Jemenitische Elitesoldaten töten mindestens 13 Demonstranten

90 Menschen hätten Schussverletzungen erlitten. Sicherheitskräfte, die loyal zu Präsident Ali Abdullah Saleh stehen, eröffneten das Feuer.

Sanaa - Beim Angriff jemenitischer Sicherheitskräfte auf einen Protestmarsch gegen den scheidenden Präsidenten Ali Abdullah Saleh sind nach neuen Angaben 13 Demonstranten getötet worden. 50 Menschen hätten Schussverletzungen erlitten, teilten Krankenhausmitarbeiter am Sonntag mit. Etwa 150 weitere Demonstranten seien wegen des Einsatzes von Tränengas mit Atemproblemen behandelt worden. Nach einem viertägigen Marsch waren etwa 100.000 Regierungsgegner aus der südlichen Stadt Tais in der Hauptstadt Sanaa angekommen, wo sich ihnen weitere Oppositionelle anschlossen.
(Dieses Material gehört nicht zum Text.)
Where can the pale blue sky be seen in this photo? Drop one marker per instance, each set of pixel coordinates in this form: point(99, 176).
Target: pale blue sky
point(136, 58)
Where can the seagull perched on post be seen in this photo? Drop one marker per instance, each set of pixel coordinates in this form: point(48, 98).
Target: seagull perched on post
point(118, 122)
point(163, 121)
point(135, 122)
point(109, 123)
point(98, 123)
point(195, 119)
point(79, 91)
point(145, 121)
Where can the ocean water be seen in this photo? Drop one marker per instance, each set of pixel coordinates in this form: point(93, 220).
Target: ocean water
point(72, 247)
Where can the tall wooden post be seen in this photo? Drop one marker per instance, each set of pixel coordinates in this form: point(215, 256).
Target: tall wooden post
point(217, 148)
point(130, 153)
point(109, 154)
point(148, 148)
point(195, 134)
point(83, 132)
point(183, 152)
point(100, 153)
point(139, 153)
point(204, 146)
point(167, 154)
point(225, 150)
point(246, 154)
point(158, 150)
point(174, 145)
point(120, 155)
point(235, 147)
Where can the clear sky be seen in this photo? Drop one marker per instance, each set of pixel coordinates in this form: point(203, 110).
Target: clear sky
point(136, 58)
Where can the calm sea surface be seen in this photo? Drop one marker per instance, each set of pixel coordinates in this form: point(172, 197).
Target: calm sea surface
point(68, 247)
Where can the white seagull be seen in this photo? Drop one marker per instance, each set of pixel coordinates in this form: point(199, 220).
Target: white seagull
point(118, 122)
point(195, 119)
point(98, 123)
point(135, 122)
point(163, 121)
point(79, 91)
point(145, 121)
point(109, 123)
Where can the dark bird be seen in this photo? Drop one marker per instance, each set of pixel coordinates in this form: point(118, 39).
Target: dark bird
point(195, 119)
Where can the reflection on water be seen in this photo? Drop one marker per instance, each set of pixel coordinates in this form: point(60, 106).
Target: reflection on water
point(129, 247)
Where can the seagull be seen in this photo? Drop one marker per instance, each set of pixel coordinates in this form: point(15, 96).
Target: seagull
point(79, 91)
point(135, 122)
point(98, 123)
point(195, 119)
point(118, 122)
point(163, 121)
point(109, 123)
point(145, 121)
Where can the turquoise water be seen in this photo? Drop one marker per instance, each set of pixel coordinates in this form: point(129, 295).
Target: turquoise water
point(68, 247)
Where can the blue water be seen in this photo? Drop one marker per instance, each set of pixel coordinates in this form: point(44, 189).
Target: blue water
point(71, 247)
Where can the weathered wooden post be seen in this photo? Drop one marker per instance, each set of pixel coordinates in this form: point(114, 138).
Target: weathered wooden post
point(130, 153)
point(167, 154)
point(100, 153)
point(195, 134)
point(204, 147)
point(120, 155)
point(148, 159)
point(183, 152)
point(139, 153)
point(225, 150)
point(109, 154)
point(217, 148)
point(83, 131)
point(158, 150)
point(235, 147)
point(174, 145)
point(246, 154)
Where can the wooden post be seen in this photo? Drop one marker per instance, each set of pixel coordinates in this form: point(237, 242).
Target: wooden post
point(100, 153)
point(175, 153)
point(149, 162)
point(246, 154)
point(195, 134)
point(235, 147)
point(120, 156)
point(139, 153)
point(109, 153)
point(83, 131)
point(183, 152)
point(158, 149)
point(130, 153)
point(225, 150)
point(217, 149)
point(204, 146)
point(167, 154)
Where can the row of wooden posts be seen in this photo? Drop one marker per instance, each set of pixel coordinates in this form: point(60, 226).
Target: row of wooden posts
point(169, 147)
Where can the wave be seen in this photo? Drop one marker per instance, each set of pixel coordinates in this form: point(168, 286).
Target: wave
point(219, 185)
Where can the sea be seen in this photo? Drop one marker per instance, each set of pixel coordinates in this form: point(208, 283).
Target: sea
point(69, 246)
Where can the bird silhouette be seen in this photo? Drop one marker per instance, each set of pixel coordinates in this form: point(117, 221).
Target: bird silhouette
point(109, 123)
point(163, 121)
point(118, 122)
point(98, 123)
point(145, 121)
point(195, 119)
Trotz eines Befehls, sich aus den Straßen der Stadt zurückzuziehen, stellten sich Soldaten einer Eliteeinheit ihnen entgegen. Präsident Ali Abdullah Saleh kündigte am Abend an, er werde zur Entspannung der Lage innerhalb weniger Tage in die USA ausreisen.

Nach Angaben der Organisatoren des Protestzuges gingen die Soldaten einer Einheit unter Führung des Sohnes von Saleh mit Tränengas, Wasserwerfern und scharfer Munition gegen die Menschenmassen vor. Einige der Demonstranten warfen in Reaktion auf die Angriffe mit Steinen.

Die Auseinandersetzungen dauerten am Abend noch an. Aus Kasernen im Umfeld von Sanaa wurden weitere Soldaten sowie Panzer zur Verstärkung geschickt.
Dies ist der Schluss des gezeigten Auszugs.